I've been the unlucky user of two Seagate ST3000DM001 3TB hard drives, both which failed last year, within 6-8 months of each other. The last one was so damaged, that no data could be retrieved from the platters after transplantation into a new drive; the head crash was that severe.
Backblaze also
experienced a huge failure rate of these drives.
Of 4247 drives of these drives in service,
- 10.45% failed in 2013
- 43.08% failed in 2014
- 30.94% failed in 2015.
That is an extraordinary failure rate, and is largely responsible for this graph that Seagate should be particularly embarrassed about:
|
Statistics Based on 49,056 Hard Drives |
With the death of many of the ST3000DM001 drives by 2015 (as well as a few other poorly performing Seagate drives, check the
Backblaze 2015 Q3 failure rate blog post for details), Seagate's failure performance rapidly improved.
For me? I was probably unlucky to lose two drives so quickly, but I've been bitten hard.
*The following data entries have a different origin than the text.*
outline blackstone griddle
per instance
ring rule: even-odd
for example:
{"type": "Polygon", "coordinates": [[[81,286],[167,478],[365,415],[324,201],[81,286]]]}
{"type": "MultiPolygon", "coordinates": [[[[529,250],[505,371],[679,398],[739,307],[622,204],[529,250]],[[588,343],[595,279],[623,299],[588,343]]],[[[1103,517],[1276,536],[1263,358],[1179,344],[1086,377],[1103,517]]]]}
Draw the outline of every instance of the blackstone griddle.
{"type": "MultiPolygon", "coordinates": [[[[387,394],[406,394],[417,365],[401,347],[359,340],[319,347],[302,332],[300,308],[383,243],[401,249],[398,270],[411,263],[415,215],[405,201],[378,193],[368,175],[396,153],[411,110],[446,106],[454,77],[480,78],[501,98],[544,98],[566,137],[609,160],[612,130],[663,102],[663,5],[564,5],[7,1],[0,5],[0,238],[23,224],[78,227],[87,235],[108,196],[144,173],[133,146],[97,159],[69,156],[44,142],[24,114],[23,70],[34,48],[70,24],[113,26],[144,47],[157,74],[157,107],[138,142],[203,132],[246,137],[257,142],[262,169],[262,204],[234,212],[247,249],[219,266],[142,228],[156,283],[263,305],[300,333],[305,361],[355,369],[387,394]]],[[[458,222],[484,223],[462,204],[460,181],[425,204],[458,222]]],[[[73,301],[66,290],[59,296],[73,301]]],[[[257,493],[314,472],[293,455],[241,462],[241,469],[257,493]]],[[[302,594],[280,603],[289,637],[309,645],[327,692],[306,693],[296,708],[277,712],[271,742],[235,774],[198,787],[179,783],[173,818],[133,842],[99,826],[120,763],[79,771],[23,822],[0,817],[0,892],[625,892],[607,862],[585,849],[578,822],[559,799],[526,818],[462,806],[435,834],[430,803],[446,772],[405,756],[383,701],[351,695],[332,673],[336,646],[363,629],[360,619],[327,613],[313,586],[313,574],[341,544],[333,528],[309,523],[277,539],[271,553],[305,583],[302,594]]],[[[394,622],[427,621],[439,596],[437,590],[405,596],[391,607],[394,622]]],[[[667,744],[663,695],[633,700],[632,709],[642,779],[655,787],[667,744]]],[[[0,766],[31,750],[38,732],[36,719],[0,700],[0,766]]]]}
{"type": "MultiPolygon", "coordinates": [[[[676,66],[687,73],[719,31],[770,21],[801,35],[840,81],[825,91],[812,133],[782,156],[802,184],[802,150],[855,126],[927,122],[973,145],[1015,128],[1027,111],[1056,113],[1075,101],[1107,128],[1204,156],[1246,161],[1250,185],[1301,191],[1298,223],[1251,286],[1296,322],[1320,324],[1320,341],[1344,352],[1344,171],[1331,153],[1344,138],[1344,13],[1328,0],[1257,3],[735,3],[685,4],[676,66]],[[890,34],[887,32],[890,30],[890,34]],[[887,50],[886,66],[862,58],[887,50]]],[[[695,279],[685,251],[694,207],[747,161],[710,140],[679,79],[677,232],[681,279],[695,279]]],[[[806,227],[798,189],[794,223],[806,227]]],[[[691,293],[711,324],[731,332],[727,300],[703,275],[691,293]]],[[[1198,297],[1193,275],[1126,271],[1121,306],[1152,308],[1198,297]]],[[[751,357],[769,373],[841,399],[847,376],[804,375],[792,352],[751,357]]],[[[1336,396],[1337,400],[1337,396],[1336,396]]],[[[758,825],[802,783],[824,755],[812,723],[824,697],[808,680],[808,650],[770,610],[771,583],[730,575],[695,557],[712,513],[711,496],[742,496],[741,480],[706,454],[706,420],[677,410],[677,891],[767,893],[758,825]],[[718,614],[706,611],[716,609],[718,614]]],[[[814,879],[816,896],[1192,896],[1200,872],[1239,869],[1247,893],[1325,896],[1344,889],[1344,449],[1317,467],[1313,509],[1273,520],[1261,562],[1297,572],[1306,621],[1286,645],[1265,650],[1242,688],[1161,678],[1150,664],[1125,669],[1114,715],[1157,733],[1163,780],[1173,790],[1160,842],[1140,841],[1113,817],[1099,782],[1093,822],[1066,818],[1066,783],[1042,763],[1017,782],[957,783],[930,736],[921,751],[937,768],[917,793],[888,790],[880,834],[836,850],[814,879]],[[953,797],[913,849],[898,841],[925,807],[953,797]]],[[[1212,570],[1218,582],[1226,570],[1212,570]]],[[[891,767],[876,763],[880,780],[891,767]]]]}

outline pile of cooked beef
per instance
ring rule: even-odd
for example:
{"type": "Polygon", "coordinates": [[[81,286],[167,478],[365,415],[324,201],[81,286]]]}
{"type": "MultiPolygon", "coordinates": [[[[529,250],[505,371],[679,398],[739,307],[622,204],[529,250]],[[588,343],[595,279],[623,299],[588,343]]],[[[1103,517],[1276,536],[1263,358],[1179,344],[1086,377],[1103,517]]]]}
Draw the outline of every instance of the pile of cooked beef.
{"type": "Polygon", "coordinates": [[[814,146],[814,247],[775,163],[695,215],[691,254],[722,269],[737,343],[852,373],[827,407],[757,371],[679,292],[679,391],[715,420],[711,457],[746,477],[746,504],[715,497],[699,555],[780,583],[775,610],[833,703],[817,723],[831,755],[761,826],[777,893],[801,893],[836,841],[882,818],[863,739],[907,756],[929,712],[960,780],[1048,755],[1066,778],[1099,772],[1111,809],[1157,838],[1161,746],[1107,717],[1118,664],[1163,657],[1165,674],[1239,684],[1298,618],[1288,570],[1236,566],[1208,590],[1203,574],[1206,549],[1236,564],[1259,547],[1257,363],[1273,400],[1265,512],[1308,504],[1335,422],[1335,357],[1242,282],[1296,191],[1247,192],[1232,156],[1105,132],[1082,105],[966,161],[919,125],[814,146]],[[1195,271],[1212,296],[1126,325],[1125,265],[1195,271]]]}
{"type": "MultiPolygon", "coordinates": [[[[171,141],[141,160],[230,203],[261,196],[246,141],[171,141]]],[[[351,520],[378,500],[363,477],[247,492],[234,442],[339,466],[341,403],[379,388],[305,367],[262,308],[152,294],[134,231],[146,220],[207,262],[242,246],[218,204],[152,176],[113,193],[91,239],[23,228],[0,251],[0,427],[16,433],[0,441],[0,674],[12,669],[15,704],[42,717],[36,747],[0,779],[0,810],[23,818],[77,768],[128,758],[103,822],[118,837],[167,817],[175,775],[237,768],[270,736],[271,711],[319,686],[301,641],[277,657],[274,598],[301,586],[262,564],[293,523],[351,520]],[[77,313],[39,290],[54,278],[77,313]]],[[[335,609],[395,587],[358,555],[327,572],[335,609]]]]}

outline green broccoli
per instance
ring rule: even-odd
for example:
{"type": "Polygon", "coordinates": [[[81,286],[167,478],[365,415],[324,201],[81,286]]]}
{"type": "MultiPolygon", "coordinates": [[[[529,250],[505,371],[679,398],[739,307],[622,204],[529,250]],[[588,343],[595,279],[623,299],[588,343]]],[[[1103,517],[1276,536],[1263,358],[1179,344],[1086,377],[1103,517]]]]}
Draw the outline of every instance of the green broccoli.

So now I've switched over to HGST.
Of important note, the 4TB drives (from all manufacturers), seem to be very good, with even 20,921 Seagate ST4000DM000 drives having a cumulative failure rate of just 3.06%. It just goes to show how much variability there is in the quality of drives even from a single manufacturer. But what it really highlights, for me, is the value of
blogs like this to do mass unbiased testing for us chumps who would otherwise blindly buy pieces of crap like the Seagate ST3000DM001.